IMAGE FROM STONE & FLESH BY JYOTI ARVEY, ORIGINALLY PUBLISHED IN LOOKING FOR LENIN, NEILS ACKERMANN AND SÉBASTIEN GOBERT (FUEL PUBLISHING, 2017). PHOTOGRAPH BY NIELS ACKERMANN, TAKEN IN SLOVYANSK, UKRAINE, ON SEPTEMBER 15, 2015.

UPDATE FROM THE EDITORS, May 17, 2022:

Like most deaths, our magazine’s was sudden. Ultimately, no final issue was assembled, but the spirit of creation-alongside-mourning embodied in our final dissolution’s cadaverous prompt (see here) continues to chill our bones, haunting much of the work we do in Dissolve’s current iteration, and elsewhere …

Looking back, we fondly remember the community that emerged around Dissolve: our launch parties, a fundraising event full of artist-made merchandise and giveaways, many late night editing marathons, back-and-forth and in-depth correspondence with artists and writers, and the innumerable insights and creative projects that coalesced through the project.

Dissolve was on an extended hiatus from 2019-2021 and is pleased to return with new projects, offerings, and a fresh digital patina. Take a wander through our website, full of Happenings (news), Musings (essays, interviews, and reviews), a Salon (of offerings), and Past Issues, some of which we have recollected and re-released here. Like the “stone and flesh” of Soviet statuary described in Jyoti Arvey’s piece for the Bureau of Longitudes, we discovered many of our announcements and a few projects that should have been issues but had fallen somewhere offscreen at the time they were created. Our sixth and seventh issues come out of this process of restoration.

The collection of essays found in Issue 6, retitled Pre/histories of Protest, were received with the intention of creating a response to the one-year anniversary of the Women’s March on Washington of 2017. Essays trickled in around the time of the launch, which were posted to Trace, but others took form months later. Reassembled here and assigned their original date, the four pieces constitute a fascinating dive into our thoughts on protest and patriarchy at the end of the first year of a presidency that reoriented our lives and senses of time, urgency, and anger.

Issue 7: The Bureau of Longitudes was established as an offsite “exploratory office” of Dissolve with its own graphic design scheme and a separate website. Functioning as a site for archiving accounts of place, the project was organized by each topic’s degrees of latitude and longitude.
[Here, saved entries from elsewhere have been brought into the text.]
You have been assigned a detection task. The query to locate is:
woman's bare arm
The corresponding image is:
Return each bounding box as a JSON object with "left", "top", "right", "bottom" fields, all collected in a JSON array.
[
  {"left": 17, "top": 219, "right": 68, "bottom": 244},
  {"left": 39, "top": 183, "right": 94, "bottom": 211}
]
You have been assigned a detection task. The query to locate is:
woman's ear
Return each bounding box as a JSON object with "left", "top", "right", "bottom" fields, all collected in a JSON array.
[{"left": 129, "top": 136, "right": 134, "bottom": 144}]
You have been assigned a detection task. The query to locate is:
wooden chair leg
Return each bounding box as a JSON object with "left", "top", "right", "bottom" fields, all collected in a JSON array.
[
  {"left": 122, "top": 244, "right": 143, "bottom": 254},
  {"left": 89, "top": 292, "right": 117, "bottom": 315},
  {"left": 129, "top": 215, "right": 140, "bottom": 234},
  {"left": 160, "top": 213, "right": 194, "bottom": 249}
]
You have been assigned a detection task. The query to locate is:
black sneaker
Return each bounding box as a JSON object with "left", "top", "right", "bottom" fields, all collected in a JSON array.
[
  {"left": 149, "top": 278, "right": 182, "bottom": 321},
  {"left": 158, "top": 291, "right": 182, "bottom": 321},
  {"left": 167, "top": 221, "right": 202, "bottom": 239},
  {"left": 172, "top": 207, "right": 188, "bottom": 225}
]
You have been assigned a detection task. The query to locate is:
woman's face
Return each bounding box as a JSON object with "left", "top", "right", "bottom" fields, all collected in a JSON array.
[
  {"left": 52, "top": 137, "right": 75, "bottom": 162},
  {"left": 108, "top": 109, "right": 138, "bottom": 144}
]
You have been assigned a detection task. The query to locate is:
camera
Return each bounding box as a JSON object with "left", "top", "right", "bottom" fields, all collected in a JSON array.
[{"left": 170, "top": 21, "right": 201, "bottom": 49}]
This Bureau might be imagined as a cyclical catalog of the globe, or perhaps an encyclopedia in the round. Upon its first volume, the Bureau delved into research on the absurdities and contradictions of globally-organized space with six articles and artist projects that considered the architectures and hierarchies of locales around the globe. In 2021, discovering that its original website had become defunct, our editor Christopher Squier migrated the volume to Dissolve where it has taken its place as our seventh issue.